Dannemiller distilled the essence of the formula in a descriptive fashion, rather than prescriptive. She had an egalitarian spirit and wanted this knowledge to be just as useful to everyone, from those working on the front-lines as it could be to the CEO and top leadership team (J. Jacobs, personal communication, 2014). Dannemiller and Jacobs first published the more common version of the formula in 1992. Paula Griffin (Wheatley et al., 2003) described the sequence of events as Gleicher starting it, Beckhard and Harris promoting it, and Dannemiller helping it take off when she made it easier to remember and use.

To make the formula more accessible, she used a mnemonic device in the revision. By mnemonic device, she changed Gleicher’s first element (A) to a D because D stands for dissatisfaction. As a result, the formula garnered higher face value as people felt validated when it was presented to them. Dannemiller (Dannemiller Tyson Associates, 1990) re-framed the Change Formula as the product of dissatisfaction with the current state of affairs (D), an ennobling vision of what we yearn to be – i.e., what is possible (V), and concrete first steps to take in the short term that are necessary in order to reach the vision (F). The product of these must be greater than the resistance to change (R) in order to bring about real change.

D x V x F > R

To bring about a palpable paradigm shift in a large group, she proposed that participants work on real organizational issues:

Start with building a common database about:
how we all see the past (dissatisfaction) and why we need to change,
a positive picture of the future we all prefer (vision), and
actions we can all agree are worthwhile in order to begin to change (first steps) (p. 8)

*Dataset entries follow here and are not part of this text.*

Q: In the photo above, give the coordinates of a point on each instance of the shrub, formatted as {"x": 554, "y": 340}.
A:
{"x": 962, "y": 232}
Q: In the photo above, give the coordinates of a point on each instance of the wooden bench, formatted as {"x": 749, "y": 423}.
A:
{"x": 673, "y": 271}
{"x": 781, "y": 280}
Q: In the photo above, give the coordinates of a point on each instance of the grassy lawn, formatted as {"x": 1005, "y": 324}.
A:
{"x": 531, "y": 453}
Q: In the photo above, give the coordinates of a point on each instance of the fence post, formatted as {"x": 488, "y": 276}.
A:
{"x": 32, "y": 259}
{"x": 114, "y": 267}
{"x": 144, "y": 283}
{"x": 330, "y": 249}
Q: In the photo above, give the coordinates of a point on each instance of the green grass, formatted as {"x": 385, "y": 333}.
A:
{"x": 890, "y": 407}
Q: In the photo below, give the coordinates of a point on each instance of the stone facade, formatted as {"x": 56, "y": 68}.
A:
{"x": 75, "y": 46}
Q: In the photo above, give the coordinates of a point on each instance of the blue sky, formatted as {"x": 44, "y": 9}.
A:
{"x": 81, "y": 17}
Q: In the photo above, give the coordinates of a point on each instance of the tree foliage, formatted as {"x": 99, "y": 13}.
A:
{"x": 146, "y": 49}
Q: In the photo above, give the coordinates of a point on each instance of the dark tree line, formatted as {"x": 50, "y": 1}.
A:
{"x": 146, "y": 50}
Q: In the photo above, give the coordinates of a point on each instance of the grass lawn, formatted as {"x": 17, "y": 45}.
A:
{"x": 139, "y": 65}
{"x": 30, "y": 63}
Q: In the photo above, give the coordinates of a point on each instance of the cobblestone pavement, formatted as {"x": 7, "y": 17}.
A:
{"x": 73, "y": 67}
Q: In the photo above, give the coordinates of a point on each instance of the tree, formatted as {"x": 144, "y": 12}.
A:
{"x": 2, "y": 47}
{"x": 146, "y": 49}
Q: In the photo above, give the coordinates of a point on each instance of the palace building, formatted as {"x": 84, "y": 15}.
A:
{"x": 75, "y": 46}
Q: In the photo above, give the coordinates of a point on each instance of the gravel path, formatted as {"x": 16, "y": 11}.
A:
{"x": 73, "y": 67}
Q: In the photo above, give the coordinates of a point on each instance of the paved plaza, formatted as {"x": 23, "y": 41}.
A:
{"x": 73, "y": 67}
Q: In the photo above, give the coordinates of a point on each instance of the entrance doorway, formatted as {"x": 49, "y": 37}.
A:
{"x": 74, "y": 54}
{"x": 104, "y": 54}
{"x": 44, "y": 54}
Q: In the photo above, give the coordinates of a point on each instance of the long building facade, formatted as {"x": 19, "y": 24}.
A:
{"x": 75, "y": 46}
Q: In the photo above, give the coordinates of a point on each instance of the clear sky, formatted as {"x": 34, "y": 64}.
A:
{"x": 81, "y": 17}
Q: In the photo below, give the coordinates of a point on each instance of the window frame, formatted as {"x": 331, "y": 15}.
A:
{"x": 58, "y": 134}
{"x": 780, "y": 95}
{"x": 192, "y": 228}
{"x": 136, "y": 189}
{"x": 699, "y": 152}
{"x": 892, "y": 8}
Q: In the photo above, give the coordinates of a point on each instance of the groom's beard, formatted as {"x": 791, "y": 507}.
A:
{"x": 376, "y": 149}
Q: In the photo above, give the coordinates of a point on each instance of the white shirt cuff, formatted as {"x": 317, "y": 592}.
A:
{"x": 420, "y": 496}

The formula is based on each element being multiplied by the others. There are two helpful conversations one can have with someone when applying the formula to a situation or in designing a participative intervention. Both rely on the multiplicative nature of the formula. First, if any one element is low it leads to the product of the entire equation on the left side being low, making it unlikely to impossible that change will occur, since most people resist change at least to some extent. This conversation focuses on interventions designed to increase D,V, or F, while decreasing R. Second, if any of the elements are missing (i,e., zero), the resulting product will be zero; therefore, D x V x F = 0, which is not greater than resistance (R). This conversation is more stark and addresses the issue of leaving out one of the elements, all together. For example, a leader might observe that they have created a compelling vision (V), yet left the strategic planning session without any discussion of first steps (F); hence, that is CEOs here comments that vision is meaningless and the strategic plan is collecting dust.”

Excerpted References:

Beckhard, R. (1975). Strategies for large system change. Sloan Management Review, 16(2), 43-55.

Beckhard, R., & Harris, R.T. (1977). Organizational transitions: Managing complex change (1st ed.). Reading, MA: Addison-Wesley Publishing.

Behrendt, E. (1955). What really happened at Texas City. Popular Science, 166(4), 151-154, 268, 270.

Dannemiller Tyson Associates (1990). Interactive strategic planning: A consultant’s guide. Ann Arbor, MI: Dannemiller Tyson Associates.

Dannemiller, K., & Jacobs, R.W. (1992). Changing the way organizations change: A revolution in common sense. Journal of Applied Behavioral Science, 28(4), 480-498.

Wheatley, M. J., Tannebaum, R., Yardley, P. Y., & Quade, K. (2003). Organization development at work: Conversations on the values, applications, and future of OD. San Francisco, CA: John Wiley & Sons.